Use a unitofwork object to collect actions to perform and commit it in one go. You can't flag entities for deletion, the state is for informing you about the state of the entity.

Only in my UI I know what should be deleted or not. If I insert everything into a nice collection, order or not, how can I be sure my datalayer (or o/r mapper) will delete every record in that order? I can't tell. And I certainly won't make a call for every delete, to be 100% sure.

True, so you can either add them to the Unitofwork or add them to a collection.

Not true... Unitofwork will make sure inserts & updates occur before my deleted, as said in documentation. But not how my deletes will be processed. And my user interface should not know what a UnitOfWork is, my datalayer should.

Otis wrote:

I want to flag my objects for deletion or not, and let my datalayer (or o/r mapper) figure out what to do with the collection. Be able to send 10 objects in a collection, 4 of them marked as updated and 2 of them as deleted. The OR/M should figure out if it only needs to update two fields, if that's wiser performance wise, or whatever is the best decision.

Like I said, don't try to do things differently than how you should do it. You can want that, but it's not going to work. If I add this kind of feature, it will lead to typical microsoft software: it works as long as you don't do anything complex but falls apart miserably when you do something more complex.

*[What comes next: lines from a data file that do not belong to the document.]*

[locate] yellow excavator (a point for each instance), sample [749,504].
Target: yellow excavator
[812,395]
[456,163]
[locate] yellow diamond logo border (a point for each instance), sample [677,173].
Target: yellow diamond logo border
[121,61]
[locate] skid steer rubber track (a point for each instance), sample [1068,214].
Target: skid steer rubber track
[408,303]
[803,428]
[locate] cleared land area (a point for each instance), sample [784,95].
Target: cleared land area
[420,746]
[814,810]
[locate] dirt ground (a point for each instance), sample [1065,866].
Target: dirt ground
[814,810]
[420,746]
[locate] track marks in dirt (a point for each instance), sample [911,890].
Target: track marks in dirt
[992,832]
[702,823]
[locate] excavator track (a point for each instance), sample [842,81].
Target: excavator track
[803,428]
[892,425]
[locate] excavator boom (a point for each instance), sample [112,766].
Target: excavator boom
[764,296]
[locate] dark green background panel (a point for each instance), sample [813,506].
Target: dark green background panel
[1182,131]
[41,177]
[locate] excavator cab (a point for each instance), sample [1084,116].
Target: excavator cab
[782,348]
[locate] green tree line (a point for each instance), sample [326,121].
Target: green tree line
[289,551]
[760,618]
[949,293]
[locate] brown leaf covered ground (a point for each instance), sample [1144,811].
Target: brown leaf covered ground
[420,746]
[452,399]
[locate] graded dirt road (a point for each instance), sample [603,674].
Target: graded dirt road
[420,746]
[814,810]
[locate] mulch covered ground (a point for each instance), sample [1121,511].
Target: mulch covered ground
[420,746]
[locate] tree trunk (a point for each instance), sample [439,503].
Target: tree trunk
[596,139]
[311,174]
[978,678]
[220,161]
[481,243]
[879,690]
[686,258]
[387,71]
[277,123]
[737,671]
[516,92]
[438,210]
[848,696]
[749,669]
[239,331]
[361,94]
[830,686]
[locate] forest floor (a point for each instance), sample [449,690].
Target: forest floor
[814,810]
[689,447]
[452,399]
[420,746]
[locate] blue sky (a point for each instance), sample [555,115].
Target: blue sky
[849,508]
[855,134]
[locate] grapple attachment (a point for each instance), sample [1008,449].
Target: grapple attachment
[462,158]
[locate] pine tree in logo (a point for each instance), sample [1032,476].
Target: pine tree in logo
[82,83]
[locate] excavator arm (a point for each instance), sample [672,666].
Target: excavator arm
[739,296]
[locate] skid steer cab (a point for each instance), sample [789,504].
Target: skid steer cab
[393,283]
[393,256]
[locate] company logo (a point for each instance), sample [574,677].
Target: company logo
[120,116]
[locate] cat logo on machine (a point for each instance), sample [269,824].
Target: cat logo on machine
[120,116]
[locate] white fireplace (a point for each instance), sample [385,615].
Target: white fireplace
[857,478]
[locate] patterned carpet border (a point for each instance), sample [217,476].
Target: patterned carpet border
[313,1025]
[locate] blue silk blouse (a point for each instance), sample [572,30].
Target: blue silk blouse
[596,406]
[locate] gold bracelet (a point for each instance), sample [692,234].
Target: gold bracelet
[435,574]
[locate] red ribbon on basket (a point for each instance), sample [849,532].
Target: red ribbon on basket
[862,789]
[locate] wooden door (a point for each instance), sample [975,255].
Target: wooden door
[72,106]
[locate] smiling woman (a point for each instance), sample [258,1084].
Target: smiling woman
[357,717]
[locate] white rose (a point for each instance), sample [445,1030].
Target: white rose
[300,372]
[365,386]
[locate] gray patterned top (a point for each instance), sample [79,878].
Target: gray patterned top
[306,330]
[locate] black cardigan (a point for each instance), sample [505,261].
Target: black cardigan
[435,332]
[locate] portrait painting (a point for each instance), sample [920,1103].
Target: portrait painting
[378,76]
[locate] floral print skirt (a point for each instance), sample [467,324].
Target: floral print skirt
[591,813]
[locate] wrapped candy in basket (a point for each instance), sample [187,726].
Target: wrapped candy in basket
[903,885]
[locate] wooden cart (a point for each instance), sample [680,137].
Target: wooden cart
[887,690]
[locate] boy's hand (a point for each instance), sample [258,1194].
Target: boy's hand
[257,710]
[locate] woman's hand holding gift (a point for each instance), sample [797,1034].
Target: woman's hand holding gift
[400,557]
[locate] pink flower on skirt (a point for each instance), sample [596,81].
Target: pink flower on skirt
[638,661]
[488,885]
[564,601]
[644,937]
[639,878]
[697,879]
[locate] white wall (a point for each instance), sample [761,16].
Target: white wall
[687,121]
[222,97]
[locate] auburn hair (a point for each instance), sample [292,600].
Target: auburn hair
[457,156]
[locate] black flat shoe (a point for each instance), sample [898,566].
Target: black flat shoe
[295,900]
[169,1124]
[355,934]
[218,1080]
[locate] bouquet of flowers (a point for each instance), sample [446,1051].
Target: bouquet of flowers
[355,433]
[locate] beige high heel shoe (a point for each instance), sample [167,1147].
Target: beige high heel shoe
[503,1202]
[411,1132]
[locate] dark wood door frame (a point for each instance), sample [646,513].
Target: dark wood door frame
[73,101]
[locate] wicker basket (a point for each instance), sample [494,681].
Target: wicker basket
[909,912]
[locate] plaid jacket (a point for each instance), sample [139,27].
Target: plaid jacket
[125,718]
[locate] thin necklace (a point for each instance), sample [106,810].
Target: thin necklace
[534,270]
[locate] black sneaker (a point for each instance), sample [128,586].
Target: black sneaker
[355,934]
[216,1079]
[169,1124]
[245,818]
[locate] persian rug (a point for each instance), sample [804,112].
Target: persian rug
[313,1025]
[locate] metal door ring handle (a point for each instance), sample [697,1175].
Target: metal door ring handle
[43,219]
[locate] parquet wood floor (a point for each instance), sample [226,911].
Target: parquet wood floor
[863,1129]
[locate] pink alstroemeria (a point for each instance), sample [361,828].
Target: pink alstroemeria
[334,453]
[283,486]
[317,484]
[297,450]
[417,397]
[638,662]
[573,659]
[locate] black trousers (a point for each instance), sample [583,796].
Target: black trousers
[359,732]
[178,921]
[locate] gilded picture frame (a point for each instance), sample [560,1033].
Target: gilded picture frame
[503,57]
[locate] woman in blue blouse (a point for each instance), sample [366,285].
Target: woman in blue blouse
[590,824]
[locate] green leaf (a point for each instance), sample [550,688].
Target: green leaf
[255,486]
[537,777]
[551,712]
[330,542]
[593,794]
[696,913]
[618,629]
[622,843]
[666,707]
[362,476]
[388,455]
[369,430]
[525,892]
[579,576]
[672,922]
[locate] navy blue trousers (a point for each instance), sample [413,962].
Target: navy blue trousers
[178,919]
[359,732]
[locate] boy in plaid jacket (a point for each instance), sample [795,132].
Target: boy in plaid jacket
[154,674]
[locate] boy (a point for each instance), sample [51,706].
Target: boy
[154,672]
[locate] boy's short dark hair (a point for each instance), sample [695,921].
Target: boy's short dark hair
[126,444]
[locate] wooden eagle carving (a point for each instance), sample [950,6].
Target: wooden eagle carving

That's for people who don't investigate in what the best solution is, and if the solution provided fits their needs. The fact that Microsoft doesn't really help (or at least didn't do so in the past) indeed sucks. But that doesn't mean you shouldn't include the option.

Otis wrote:

What you want IS what's called a unitofwork: you gather what you want to do in a unitofwork object. You decide what should be done, save and/or delete etc. and send it off to the db using a commit.

So what you want IS there, please use what's available to you.

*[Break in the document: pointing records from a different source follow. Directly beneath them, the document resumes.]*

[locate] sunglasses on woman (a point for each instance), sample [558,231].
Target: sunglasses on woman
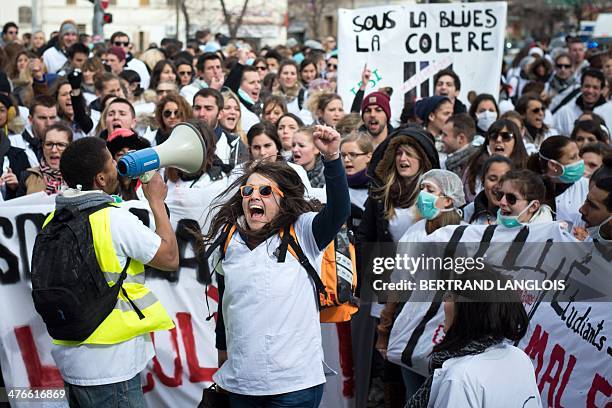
[510,198]
[506,136]
[167,114]
[537,110]
[265,190]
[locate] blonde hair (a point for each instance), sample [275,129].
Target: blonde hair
[396,192]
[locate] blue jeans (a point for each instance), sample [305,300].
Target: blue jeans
[125,394]
[308,398]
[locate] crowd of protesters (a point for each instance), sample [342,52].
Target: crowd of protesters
[537,152]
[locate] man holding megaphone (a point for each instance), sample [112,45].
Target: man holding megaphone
[88,278]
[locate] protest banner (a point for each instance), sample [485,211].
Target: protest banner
[406,45]
[567,341]
[186,357]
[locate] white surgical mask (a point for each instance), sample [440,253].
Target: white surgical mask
[486,119]
[595,231]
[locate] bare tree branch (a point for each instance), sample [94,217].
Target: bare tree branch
[186,17]
[232,28]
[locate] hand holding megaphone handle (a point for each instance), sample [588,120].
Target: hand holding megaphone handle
[146,177]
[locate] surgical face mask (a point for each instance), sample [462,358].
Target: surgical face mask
[426,204]
[511,221]
[572,172]
[486,119]
[595,231]
[245,96]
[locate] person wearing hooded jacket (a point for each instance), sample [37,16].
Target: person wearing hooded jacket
[590,98]
[561,168]
[13,160]
[395,169]
[55,57]
[438,203]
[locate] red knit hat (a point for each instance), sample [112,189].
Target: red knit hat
[380,99]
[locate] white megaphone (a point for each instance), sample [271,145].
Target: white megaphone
[185,149]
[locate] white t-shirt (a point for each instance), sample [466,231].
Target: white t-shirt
[500,377]
[95,364]
[271,317]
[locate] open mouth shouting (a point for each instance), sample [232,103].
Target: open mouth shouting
[257,211]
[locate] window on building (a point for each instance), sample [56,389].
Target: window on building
[25,15]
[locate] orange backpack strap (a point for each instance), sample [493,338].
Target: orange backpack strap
[289,243]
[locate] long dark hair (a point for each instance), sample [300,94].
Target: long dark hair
[481,314]
[518,156]
[229,210]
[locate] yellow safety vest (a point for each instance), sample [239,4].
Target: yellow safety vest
[122,323]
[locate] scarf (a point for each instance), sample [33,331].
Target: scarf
[315,175]
[421,398]
[52,178]
[359,179]
[82,200]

But UnitOfWork can only be used in my datalayer (or business, if you're using the adapter from there). Not in my GUI! I just want to flag some stuff for deletion. In my case, some UserRoles should be removed, others should be added. Currently I have to make two calls, which is lousy because we'll get a chatty interface. The other solution is to provide one collection, flag each object, and then let the lower layers decide what actions to perform.

Otis wrote:

Not to mitigate your coding capabilities, but you wont succeed in writing that sort routine. <snip>

You're talking about a generic solution. I'm talking about just this one case. No matter WHAT we'll do, there HAS to be something that provides functionality to first delete all people under the manager, and only then delete the manger. Again, not generic, but custom made for this part of the functionality. But now I can't, because I can't flag! simple_smile

Otis wrote:

Just a question, what will happen when I use the Fields.State for flagging my entities? And why didn't you make it read-only if you say that's what that state is for?! simple_smile

It's not readonly because generated code sometimes has to set it (selfservicing). I could of course create a method for that, but that's silly if you already have a property in the same class. The state is used for checking if you're reading from a deleted entity for example, so I'd not touch it as you don't need it. Use a unitofwork.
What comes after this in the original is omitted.